Collaboration drives progress in making key digital tools accessible to all
Monday, January 12, 2026

As campus colleges and units inventoried thousands of systems, websites, and files needing remediation to meet digital accessibility standards, it was clear a tall task was ahead.

With increased awareness, strong collaboration, and the right tools, the University of Iowa is making significant progress.

Facilities Management (FM) achieved a milestone recently when two of its most widely used applications reached full accessibility compliance.

FM@YourService is used to submit work requests across campus, while BuildUI serves as a central hub for capital project management and collaboration. In both systems, accessibility updates focused on clear form labeling, consistent navigation, and adherence to web-accessibility standards.
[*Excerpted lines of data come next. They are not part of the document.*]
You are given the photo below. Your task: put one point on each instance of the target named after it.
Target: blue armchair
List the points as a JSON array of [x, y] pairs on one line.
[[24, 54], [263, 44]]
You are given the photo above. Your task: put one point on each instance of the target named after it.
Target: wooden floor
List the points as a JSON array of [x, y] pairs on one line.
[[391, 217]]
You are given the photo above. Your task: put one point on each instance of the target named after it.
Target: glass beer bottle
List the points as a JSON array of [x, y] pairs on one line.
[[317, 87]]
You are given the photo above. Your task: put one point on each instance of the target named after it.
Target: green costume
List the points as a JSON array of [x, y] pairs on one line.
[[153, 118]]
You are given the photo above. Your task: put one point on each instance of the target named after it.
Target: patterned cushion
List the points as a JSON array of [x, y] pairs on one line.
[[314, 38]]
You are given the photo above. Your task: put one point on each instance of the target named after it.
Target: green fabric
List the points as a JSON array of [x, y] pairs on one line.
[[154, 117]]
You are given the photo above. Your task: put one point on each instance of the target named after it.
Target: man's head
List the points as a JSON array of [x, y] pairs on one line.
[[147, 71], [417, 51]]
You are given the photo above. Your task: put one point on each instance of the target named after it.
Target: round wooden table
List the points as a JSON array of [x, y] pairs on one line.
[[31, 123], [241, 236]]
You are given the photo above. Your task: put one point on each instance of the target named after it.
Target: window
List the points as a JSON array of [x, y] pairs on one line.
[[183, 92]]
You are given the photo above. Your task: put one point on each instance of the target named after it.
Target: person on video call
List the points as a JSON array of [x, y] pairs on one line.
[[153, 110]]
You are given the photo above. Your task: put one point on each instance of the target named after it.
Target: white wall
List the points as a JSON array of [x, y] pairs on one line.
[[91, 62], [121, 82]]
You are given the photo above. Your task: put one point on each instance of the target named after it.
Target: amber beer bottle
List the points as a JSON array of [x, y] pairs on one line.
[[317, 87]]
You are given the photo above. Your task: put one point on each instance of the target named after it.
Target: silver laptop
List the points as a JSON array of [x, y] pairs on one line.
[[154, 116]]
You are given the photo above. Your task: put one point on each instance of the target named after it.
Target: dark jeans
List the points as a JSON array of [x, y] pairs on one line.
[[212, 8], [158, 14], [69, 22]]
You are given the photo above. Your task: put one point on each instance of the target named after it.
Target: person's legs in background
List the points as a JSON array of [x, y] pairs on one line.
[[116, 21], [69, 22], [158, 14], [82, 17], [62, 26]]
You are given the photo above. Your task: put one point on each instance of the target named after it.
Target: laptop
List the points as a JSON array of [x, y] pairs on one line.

The FM team relied on Google’s Lighthouse extension to identify gaps and conducted follow-up testing to validate compliance.

“We improved color contrast, added descriptive labels, ensured keyboard navigability, and verified compatibility with screen readers,” says Parthosarathy Basu Roy Choudhury, a senior application developer in FM. “After implementing these updates, we’ve observed noticeable improvements in usability and navigation consistency for all users, including those using assistive technologies.”

As applications evolve, the team is committed to ongoing review and developer education.

“Our next focus is to maintain compliance by periodically reviewing these applications for any regressions, continuing accessibility awareness among developers, and extending these standards to other applications,” Choudhury says.

Automated monitoring accelerates work on student systems

Similar progress is underway within Administrative Information Systems (AIS). AIS-Enterprise Student Systems supports the university’s major academic administrative applications, including MAUI (Made at the University of Iowa), MyUI, and various applications within ICON.

“We developed a tool that captures accessibility issues in real time as campus users interact with our applications,” says Bill Evanson, director of Enterprise Student Systems. “A dashboard built on top of that data allows management to track progress over time and helps developers quickly identify which pages need remediation.”

This data-driven approach has delivered major results. MyUI is fully remediated, and MAUI–which includes more than 3,400 pages–is now 99% remediated. Overall, the AIS-Enterprise Student Systems team has addressed accessibility issues across 97% of its application portfolio.

“Given the size of MAUI, without automated monitoring we would not have been able to make so much progress so quickly,” Evanson says.

AIS is committed to growing and adapting as systems continue to evolve.

“Applications are a moving target because new features are always being added, and we will continue to add new applications to our portfolio,” Evanson says. “Our automated monitoring will allow us to not only remediate existing issues but ensure that our applications remain accessible.”

Siteimprove helps website managers identify accessibility barriers

Beyond applications, the university is making progress across its large and complex website ecosystem.

Siteimprove, the platform used to monitor and report on web accessibility, has seen substantial growth this year. Nearly 900 additional UI websites were added to Siteimprove since January 2025, bringing the total to nearly 2,000 sites now actively scanned.

Website managers and developers review the reports to understand what they need to fix.

“We’re a large research university with thousands of websites and web experiences,” says Michael O’Neill, director of web strategy in the Office of Strategic Communication, who leads the web accessibility subcommittee for the university. “The growth in sites being scanned, along with the upward trend in average scores, tells us campus has increasing visibility into accessibility issues. Many units are making real improvements, but we still have significant work to do.”

That work includes expanding the inventory of campus websites. One college recently identified 350 additional public-facing sites not yet included in Siteimprove.

“We know there are still pockets of websites flying under the radar,” O’Neill says. “The number of sites in Siteimprove will continue to grow as we discover and add them.”

While average accessibility scores are improving, staff emphasize that the Americans with Disabilities Act (ADA) Title II Compliance report in Siteimprove is the more immediately actionable metric for compliance.

Some sites with high overall scores still have compliance issues, and others with lower scores have done the deep remediation work.

“That’s why looking past the headline number is so important,” O’Neill says.

For campus partners feeling overwhelmed or unsure where to begin, O’Neill says the key is to start the conversation. A good place to begin is the Accessible Iowa website, which includes resources, training opportunities, and the ability to ask the Accessibility Task Force questions.

"We want campus partners to use that door and let the task force help move them forward,” O’Neill says.